6.3.5. Updating volumes and volume mounts in a pod

You can modify the volumes and volume mounts in a pod.

Procedure

Updating existing volumes using the --overwrite option:

$ oc set volume <object_type>/<name> --add --overwrite [options]

For example:

  • To replace existing volume v1 for replication controller r1 with existing persistent volume claim pvc1:

    $ oc set volume rc/r1 --add --overwrite --name=v1 --type=persistentVolumeClaim --claim-name=pvc1
    Tip

    You can alternatively apply the following YAML to replace the volume:

    Example 6.4. Sample replication controller with persistent volume claim named pvc1

    kind: ReplicationController
    apiVersion: v1
    metadata:
      name: example-1
      namespace: example
    spec:
      replicas: 0
      selector:
        app: httpd
        deployment: example-1
        deploymentconfig: example
      template:
        metadata:
          labels:
            app: httpd
            deployment: example-1
            deploymentconfig: example
        spec:
          volumes:
            - name: v1 1
              persistentVolumeClaim:
                claimName: pvc1
          containers:
            - name: httpd
              image: >-
                image-registry.openshift-image-registry.svc:5000/openshift/httpd:latest
              ports:
                - containerPort: 8080
                  protocol: TCP
              volumeMounts:
                - name: v1
                  mountPath: /data
    1
    Set persistent volume claim to pvc1.
  • To change the DeploymentConfig object d1 mount point to /opt for volume v1:

    $ oc set volume dc/d1 --add --overwrite --name=v1 --mount-path=/opt
    Tip

    You can alternatively apply the following YAML to change the mount point:

    Example 6.5. Sample deployment config with mount point set to opt.

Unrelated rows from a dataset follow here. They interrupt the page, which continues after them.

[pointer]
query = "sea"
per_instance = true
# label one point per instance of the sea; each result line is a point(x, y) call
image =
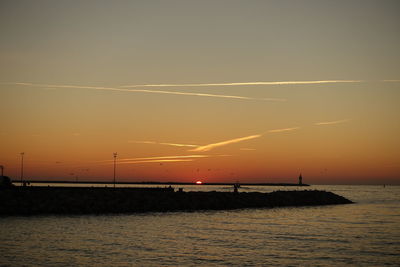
point(366, 233)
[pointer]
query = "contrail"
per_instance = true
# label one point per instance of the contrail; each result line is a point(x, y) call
point(224, 143)
point(237, 140)
point(331, 122)
point(147, 91)
point(240, 83)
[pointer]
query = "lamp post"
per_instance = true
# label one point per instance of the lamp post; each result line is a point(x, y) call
point(22, 166)
point(115, 161)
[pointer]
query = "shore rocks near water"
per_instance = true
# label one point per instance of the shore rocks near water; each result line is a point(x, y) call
point(95, 200)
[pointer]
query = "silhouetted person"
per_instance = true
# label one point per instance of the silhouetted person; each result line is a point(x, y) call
point(236, 187)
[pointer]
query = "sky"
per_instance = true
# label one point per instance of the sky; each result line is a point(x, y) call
point(218, 91)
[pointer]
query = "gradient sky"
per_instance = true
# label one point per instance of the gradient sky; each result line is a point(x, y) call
point(249, 91)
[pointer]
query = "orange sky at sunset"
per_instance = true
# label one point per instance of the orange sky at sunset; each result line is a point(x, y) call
point(217, 91)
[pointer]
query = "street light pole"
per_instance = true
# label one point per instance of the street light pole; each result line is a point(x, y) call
point(115, 161)
point(22, 166)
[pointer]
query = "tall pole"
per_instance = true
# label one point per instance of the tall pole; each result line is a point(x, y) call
point(22, 166)
point(115, 161)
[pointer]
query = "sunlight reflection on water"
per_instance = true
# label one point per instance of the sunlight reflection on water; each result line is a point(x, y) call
point(366, 234)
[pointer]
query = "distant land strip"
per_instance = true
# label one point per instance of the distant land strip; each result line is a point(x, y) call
point(37, 200)
point(156, 183)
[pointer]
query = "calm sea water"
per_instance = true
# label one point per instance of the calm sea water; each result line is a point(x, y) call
point(363, 234)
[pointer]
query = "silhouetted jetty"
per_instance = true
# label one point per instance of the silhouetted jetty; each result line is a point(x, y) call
point(95, 200)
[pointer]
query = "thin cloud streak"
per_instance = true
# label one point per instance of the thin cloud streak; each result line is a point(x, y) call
point(147, 91)
point(332, 122)
point(283, 130)
point(155, 161)
point(241, 83)
point(166, 144)
point(180, 157)
point(224, 143)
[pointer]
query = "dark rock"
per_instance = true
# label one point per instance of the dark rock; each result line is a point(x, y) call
point(96, 200)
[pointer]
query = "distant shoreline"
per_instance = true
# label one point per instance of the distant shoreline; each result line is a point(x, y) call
point(36, 200)
point(157, 183)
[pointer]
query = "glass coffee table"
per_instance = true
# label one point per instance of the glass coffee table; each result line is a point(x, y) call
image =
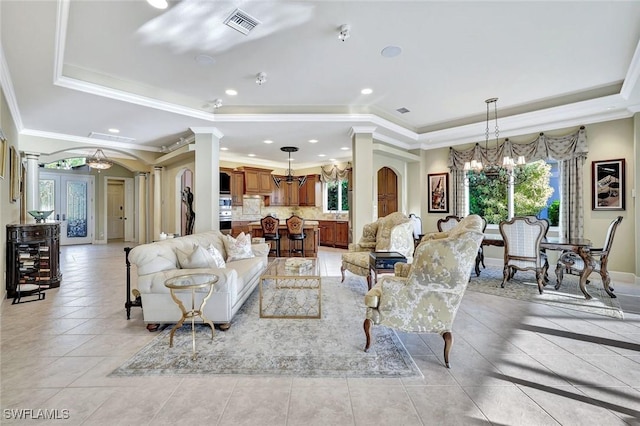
point(291, 291)
point(191, 283)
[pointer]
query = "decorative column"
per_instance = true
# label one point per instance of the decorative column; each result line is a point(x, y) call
point(206, 190)
point(32, 184)
point(157, 202)
point(141, 208)
point(363, 198)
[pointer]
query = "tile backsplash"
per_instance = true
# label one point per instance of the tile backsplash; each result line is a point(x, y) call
point(253, 208)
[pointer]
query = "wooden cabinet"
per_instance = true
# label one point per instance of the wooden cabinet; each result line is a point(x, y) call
point(287, 194)
point(342, 234)
point(33, 258)
point(307, 191)
point(257, 181)
point(387, 192)
point(237, 188)
point(327, 232)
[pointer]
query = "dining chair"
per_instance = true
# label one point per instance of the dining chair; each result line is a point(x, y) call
point(522, 237)
point(270, 233)
point(295, 229)
point(571, 263)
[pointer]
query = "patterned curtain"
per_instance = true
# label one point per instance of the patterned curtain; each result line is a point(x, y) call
point(570, 151)
point(333, 173)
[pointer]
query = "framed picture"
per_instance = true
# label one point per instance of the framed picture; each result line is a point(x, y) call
point(14, 174)
point(438, 192)
point(607, 185)
point(3, 154)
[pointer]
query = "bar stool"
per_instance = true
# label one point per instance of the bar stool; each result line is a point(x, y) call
point(295, 228)
point(270, 233)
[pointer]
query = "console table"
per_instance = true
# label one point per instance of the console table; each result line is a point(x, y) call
point(33, 259)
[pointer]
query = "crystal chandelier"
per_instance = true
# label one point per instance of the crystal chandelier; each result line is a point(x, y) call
point(290, 178)
point(484, 174)
point(99, 161)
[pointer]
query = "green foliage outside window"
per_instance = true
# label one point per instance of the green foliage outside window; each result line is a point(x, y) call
point(490, 201)
point(338, 196)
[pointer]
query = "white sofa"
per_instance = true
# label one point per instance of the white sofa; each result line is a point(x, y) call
point(158, 261)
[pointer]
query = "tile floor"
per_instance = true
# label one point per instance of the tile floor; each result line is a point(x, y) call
point(513, 363)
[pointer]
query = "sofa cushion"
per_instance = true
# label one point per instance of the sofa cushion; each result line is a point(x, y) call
point(217, 256)
point(238, 248)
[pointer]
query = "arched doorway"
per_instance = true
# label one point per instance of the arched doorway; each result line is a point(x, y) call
point(387, 192)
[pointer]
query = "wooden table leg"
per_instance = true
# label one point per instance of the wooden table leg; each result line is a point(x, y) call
point(589, 265)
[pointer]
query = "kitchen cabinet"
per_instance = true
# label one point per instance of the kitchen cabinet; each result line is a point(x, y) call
point(387, 192)
point(327, 232)
point(287, 194)
point(307, 191)
point(237, 188)
point(257, 181)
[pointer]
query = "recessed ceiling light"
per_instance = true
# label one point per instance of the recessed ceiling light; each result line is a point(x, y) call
point(391, 51)
point(203, 59)
point(158, 4)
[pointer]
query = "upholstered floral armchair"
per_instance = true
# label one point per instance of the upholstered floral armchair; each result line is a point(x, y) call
point(426, 300)
point(393, 232)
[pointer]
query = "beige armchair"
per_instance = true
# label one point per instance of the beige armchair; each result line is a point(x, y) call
point(393, 232)
point(426, 300)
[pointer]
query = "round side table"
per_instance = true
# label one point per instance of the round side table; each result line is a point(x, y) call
point(191, 282)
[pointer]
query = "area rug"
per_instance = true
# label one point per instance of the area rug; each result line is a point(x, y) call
point(523, 286)
point(331, 346)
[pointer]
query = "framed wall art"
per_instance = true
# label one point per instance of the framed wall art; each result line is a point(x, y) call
point(4, 144)
point(14, 175)
point(438, 184)
point(608, 185)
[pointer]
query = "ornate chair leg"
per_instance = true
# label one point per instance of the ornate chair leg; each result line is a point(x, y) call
point(367, 332)
point(559, 275)
point(448, 342)
point(506, 275)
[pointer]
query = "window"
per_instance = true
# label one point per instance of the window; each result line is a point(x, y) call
point(538, 194)
point(336, 196)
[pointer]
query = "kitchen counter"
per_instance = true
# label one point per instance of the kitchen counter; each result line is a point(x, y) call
point(311, 241)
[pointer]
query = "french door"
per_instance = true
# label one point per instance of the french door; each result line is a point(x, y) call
point(69, 196)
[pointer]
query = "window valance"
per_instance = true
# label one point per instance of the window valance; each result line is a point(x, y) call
point(333, 173)
point(544, 147)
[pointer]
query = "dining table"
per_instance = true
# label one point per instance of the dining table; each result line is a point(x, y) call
point(581, 246)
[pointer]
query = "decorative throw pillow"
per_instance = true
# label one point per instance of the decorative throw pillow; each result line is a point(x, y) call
point(238, 248)
point(217, 256)
point(197, 257)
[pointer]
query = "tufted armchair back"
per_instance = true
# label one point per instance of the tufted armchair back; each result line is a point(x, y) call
point(393, 232)
point(427, 300)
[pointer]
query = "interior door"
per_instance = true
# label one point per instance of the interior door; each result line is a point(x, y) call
point(115, 210)
point(69, 196)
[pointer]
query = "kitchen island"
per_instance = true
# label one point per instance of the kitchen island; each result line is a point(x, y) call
point(311, 241)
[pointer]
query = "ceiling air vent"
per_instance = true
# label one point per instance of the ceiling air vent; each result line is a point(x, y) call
point(106, 137)
point(241, 21)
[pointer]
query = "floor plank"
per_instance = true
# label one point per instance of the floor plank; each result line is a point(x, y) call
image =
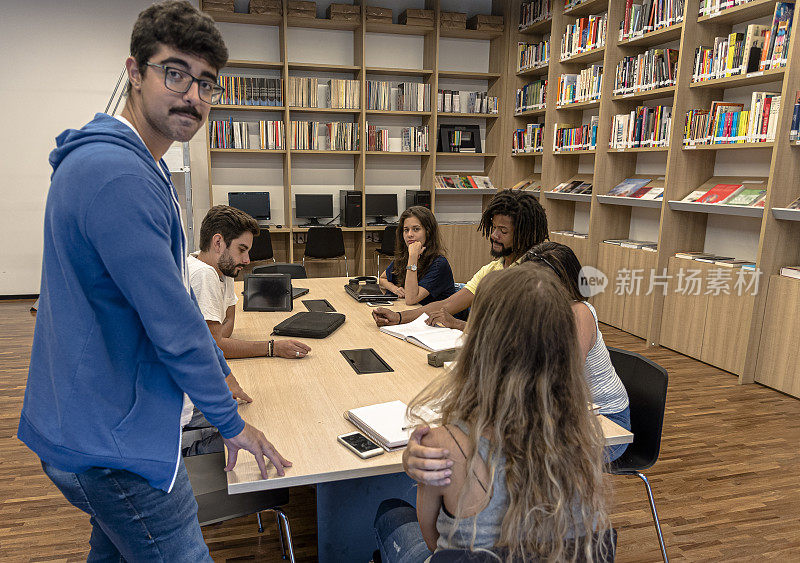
point(726, 485)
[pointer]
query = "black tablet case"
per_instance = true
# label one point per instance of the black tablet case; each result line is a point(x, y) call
point(310, 325)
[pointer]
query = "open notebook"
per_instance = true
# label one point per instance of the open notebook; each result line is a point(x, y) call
point(432, 338)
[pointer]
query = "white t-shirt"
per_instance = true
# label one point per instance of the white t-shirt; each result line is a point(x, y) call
point(214, 295)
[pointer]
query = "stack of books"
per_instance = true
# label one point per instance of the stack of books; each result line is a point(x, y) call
point(655, 68)
point(729, 194)
point(649, 16)
point(583, 87)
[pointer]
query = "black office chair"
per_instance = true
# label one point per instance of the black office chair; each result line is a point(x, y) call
point(325, 243)
point(297, 271)
point(214, 504)
point(262, 247)
point(646, 384)
point(387, 246)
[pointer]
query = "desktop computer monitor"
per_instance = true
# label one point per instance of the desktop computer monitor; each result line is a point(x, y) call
point(255, 204)
point(313, 207)
point(381, 206)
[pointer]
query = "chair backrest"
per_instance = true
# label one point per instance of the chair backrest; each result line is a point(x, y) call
point(646, 384)
point(262, 246)
point(297, 271)
point(324, 242)
point(388, 240)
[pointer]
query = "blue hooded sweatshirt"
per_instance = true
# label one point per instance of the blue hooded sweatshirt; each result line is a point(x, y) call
point(119, 338)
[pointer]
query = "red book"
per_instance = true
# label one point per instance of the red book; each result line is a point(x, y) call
point(719, 193)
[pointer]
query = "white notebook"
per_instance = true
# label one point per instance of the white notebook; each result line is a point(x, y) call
point(432, 338)
point(383, 423)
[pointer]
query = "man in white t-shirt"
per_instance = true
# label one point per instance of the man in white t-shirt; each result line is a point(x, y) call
point(226, 236)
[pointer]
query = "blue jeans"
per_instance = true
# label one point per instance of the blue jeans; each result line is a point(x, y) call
point(623, 418)
point(399, 535)
point(132, 521)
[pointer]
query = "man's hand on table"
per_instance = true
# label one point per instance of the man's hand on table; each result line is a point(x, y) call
point(254, 441)
point(428, 466)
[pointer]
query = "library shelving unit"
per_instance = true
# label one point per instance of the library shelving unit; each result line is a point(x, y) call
point(752, 336)
point(460, 237)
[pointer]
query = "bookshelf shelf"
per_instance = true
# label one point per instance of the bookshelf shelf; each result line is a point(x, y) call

    kind: DeploymentConfig
    apiVersion: apps.openshift.io/v1
    metadata:
      name: example
      namespace: example
    spec:
      replicas: 3
      selector:
        app: httpd
      template:
        metadata:
          labels:
            app: httpd
        spec:
          volumes:
            - name: volume-pppsw
              emptyDir: {}
            - name: v2
              persistentVolumeClaim:
                claimName: pvc1
            - name: v1
              persistentVolumeClaim:
                claimName: pvc1
          containers:
            - name: httpd
              image: >-
                image-registry.openshift-image-registry.svc:5000/openshift/httpd:latest
              ports:
                - containerPort: 8080
                  protocol: TCP
              volumeMounts: 1
                - name: v1
                  mountPath: /opt
    1
    Set the mount point to /opt.

6.3.6. Removing volumes and volume mounts from a pod

You can remove a volume or volume mount from a pod.

Procedure

To remove a volume from pod templates:

$ oc set volume <object_type>/<name> --remove [options]

Table 6.3. Supported options for removing volumes

OptionDescriptionDefault

--name

Name of the volume.

 

-c, --containers

Select containers by name. It can also take wildcard '*' that matches any character.

'*'

--confirm

Indicate that you want to remove multiple volumes at once.

 

-o, --output

Display the modified objects instead of updating them on the server. Supported values: json, yaml.

 

--output-version

Output the modified objects with the given version.

api-version

For example:

  • To remove a volume v1 from the DeploymentConfig object d1:

    $ oc set volume dc/d1 --remove --name=v1
  • To unmount volume v1 from container c1 for the DeploymentConfig object d1 and remove the volume v1 if it is not referenced by any containers on d1:

    $ oc set volume dc/d1 --remove --name=v1 --containers=c1
  • To remove all volumes for replication controller r1:

    $ oc set volume rc/r1 --remove --confirm

6.3.7. Configuring volumes for multiple uses in a pod

You can configure a volume to allows you to share one volume for multiple uses in a single pod using the volumeMounts.subPath property to specify a subPath value inside a volume instead of the volume’s root.

Procedure

  1. View the list of files in the volume, run the oc rsh command:

    $ oc rsh <pod>

    Example output

    sh-4.2$ ls /path/to/volume/subpath/mount
    example_file1 example_file2 example_file3

  2. Specify the subPath:

    Example Pod spec with subPath parameter

    apiVersion: v1
    kind: Pod
    metadata:
      name: my-site
    spec:
        containers:
        - name: mysql
          image: mysql
          volumeMounts:
          - mountPath: /var/lib/mysql
            name: site-data
            subPath: mysql 1
        - name: php
          image: php
          volumeMounts:
          - mountPath: /var/www/html
            name: site-data
            subPath: html 2
        volumes:
        - name: site-data
          persistentVolumeClaim:
            claimName: my-site-data

    1
    Databases are stored in the mysql folder.
    2
    HTML content is stored in the html folder.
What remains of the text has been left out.